SparkSqlAstBuilder — ANTLR-based SQL Parser¶

SparkSqlAstBuilder is an AstBuilder that converts SQL statements into Catalyst expressions, logical plans or table identifiers (using visit callbacks).

Creating Instance¶

SparkSqlAstBuilder takes the following to be created:

SQLConf

SparkSqlAstBuilder is created for SparkSqlParser (which happens when SparkSession is requested for SessionState).

Creating SparkSqlAstBuilder

expr Standard Function

SparkSqlAstBuilder can also be temporarily created for expr standard function (to create column expressions).

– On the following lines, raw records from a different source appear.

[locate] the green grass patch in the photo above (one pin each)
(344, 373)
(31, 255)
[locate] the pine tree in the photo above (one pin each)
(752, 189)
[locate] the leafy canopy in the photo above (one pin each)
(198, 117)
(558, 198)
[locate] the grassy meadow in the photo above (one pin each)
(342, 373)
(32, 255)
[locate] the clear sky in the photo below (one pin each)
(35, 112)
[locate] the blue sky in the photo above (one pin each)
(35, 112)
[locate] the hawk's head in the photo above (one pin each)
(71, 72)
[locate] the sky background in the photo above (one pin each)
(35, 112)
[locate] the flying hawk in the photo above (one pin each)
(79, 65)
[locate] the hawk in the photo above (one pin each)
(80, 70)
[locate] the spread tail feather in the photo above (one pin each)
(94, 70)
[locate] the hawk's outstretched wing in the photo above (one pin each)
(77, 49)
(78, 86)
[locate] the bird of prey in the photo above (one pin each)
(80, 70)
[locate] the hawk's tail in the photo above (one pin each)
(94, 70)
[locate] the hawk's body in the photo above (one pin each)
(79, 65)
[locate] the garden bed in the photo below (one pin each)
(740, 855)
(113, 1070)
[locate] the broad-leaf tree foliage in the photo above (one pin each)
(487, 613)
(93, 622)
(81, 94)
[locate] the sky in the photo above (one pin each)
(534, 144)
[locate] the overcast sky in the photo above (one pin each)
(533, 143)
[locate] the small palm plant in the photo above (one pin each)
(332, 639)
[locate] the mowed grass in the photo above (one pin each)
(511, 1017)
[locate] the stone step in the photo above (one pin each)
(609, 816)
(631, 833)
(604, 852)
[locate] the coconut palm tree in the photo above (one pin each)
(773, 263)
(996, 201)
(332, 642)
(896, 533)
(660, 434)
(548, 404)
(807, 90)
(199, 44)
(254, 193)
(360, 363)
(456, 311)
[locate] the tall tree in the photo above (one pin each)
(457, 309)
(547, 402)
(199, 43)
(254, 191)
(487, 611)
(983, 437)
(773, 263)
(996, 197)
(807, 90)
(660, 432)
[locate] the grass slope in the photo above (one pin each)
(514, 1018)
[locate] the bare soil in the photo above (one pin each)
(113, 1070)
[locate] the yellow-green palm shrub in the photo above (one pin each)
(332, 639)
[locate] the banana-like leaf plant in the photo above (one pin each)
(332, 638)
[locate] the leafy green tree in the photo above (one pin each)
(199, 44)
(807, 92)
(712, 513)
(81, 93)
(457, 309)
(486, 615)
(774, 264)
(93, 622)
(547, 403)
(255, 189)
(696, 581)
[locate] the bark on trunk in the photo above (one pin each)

val c = expr("from_json(value, schema)")
scala> :type c
org.apache.spark.sql.Column

scala> :type c.expr
org.apache.spark.sql.catalyst.expressions.Expression

scala> println(c.expr.numberedTreeString)
00 'from_json('value, 'schema)
01 :- 'value
02 +- 'schema

Accessing SparkSqlAstBuilder¶

scala> :type spark.sessionState.sqlParser
org.apache.spark.sql.catalyst.parser.ParserInterface

import org.apache.spark.sql.execution.SparkSqlParser
val sqlParser = spark.sessionState.sqlParser.asInstanceOf[SparkSqlParser]

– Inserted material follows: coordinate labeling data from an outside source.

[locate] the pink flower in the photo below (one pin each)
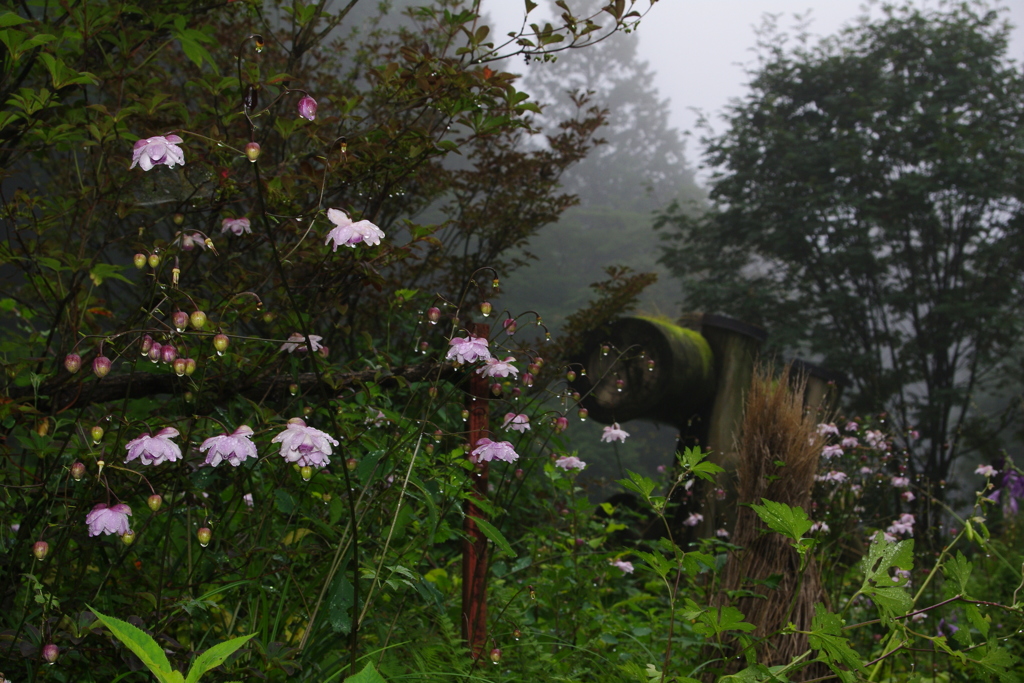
(830, 452)
(347, 233)
(159, 150)
(305, 445)
(469, 349)
(613, 433)
(519, 423)
(825, 429)
(297, 342)
(902, 525)
(235, 449)
(876, 439)
(109, 520)
(627, 567)
(486, 451)
(569, 463)
(236, 225)
(155, 450)
(307, 108)
(496, 368)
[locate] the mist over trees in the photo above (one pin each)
(639, 167)
(867, 211)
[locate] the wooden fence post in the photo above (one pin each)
(474, 547)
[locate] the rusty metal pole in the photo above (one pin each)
(474, 547)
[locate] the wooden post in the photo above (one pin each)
(474, 547)
(735, 346)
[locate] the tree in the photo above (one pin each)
(867, 211)
(170, 186)
(639, 166)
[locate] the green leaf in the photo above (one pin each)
(368, 675)
(791, 522)
(889, 595)
(215, 656)
(141, 644)
(494, 536)
(956, 571)
(638, 484)
(339, 604)
(826, 636)
(713, 621)
(658, 562)
(10, 18)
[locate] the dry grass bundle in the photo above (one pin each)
(778, 452)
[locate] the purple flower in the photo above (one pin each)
(613, 433)
(876, 439)
(297, 342)
(830, 452)
(305, 445)
(902, 525)
(469, 349)
(627, 567)
(486, 451)
(1013, 484)
(347, 233)
(109, 520)
(519, 423)
(307, 108)
(236, 225)
(986, 470)
(159, 150)
(235, 449)
(569, 463)
(496, 368)
(155, 450)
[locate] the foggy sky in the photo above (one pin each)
(698, 47)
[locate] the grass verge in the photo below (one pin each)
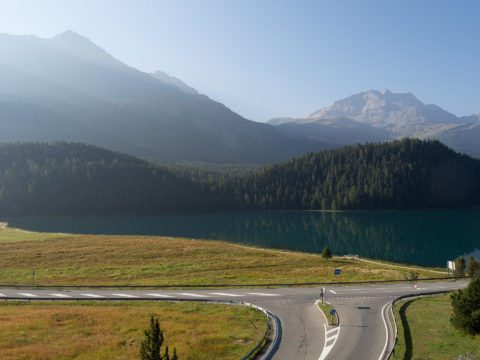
(424, 331)
(151, 260)
(114, 330)
(326, 308)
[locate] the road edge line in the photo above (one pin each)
(382, 355)
(326, 350)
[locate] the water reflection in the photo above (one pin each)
(426, 237)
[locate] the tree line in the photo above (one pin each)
(71, 178)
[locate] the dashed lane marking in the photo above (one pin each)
(125, 295)
(190, 294)
(59, 295)
(27, 294)
(92, 295)
(262, 294)
(159, 295)
(225, 294)
(331, 337)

scala> :type sqlParser.astBuilder
org.apache.spark.sql.execution.SparkSqlAstBuilder

Visit Callbacks¶

visitAnalyze¶

Creates AnalyzeColumnCommand, AnalyzePartitionCommand or AnalyzeTableCommand logical commands.

ANTLR labeled alternative: #analyze

NOSCAN Identifier

visitAnalyze supports NOSCAN identifier only (and reports a ParseException if not used).

NOSCAN is used for AnalyzePartitionCommand and AnalyzeTableCommand logical commands only.

AnalyzeColumnCommand¶

AnalyzeColumnCommand logical command for ANALYZE TABLE with FOR COLUMNS clause (but no PARTITION specification)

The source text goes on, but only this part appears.